またカーチェイスの様子を外から見せるだけでなく、車の中からも見せてくれます。
逃げる主人公、追いかける警察官。
どちらに車の中にもカメラが仕込まれていて、ドライバー視点で見る映像はリアルすぎて思わず緊張してしまうほどです。
一体この映画のために何台車を潰したんだろうと思ってしまう描写の連続。
エンドクレジットに「クラッシュ王ハリッキー」と出たのには、思わず納得してしまいました。
監督の夢が詰まった作品が映画『バニシングin60″』なのです。
黄色のマスタング
主人公のペイスがなかなか盗み出すことにできない車「エレノア」。
ようやく手にしたと思ったら、警察に追われることになってしまいます。
・盗む車は保険をかけた車だけ
・保険会社のケチな主任を罰する
などどこか優しさもあるペイスでしたが、ハンドルを握るとその性格は豹変してしまいます。

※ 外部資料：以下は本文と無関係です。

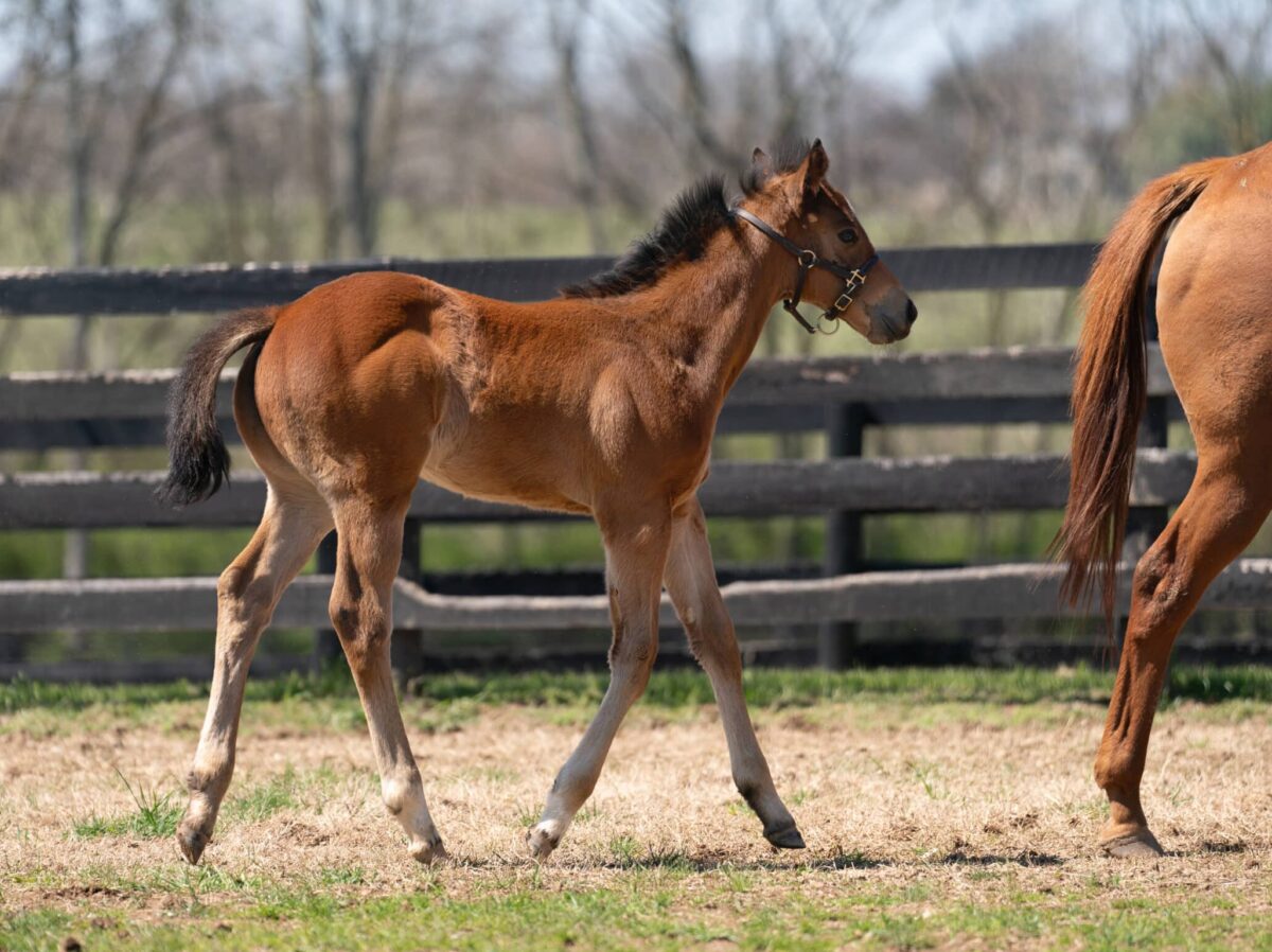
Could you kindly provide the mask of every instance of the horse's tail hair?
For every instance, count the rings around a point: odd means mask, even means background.
[[[216,425],[216,383],[237,350],[265,340],[277,308],[249,308],[226,314],[186,354],[168,392],[168,476],[155,490],[167,505],[197,503],[230,476],[230,454]]]
[[[1089,603],[1099,583],[1110,638],[1118,552],[1147,393],[1149,274],[1172,221],[1227,163],[1226,158],[1207,159],[1150,182],[1109,233],[1084,293],[1086,323],[1074,372],[1068,508],[1052,555],[1068,565],[1061,584],[1068,605]]]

自分の暴走で他の車が巻き添えになっても、周りにいる人が怪我にあってもお構いなし。
警察を振り切るためにひたすら走り続けるのです。
しかも途中、わざと車を止めて見せたりと明らかに警察をバカにしているようにも見えます。
どんなに警察に包囲されても、決して止まることはありません。
途中スピンして柱に思い切りぶつかりますが、それでも走り続けます。
もはや執念としかいえないペイスの運転です。
街中や高速など色んなところを走ったことで、車はぼろぼろです。
「こんな車を売ることができるの?」と思っていると、ラストになるほどというオチが待っていました。

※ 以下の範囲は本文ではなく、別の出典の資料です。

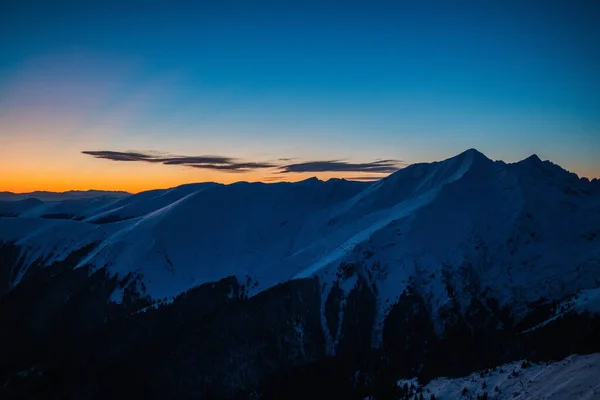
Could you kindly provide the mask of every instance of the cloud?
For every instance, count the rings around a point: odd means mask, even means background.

運転技術だけでなく、頭の良さもわかる主人公ペイスのカーチェイスでも逃亡劇でした。
まとめ
緊張と迫力の連続のカーチェイスシーン。
そんなカーチェイスシーンが魅力となって、語り継がれる作品『バニシングin60″』。
この映画を見ればどれほど監督が、カースタントにプライドを持っていたかが分かります。
そしてその凄さを私たちに教えてくれたのです。
この映画は、スタントマンの偉大さがわかる映画でもあるのです。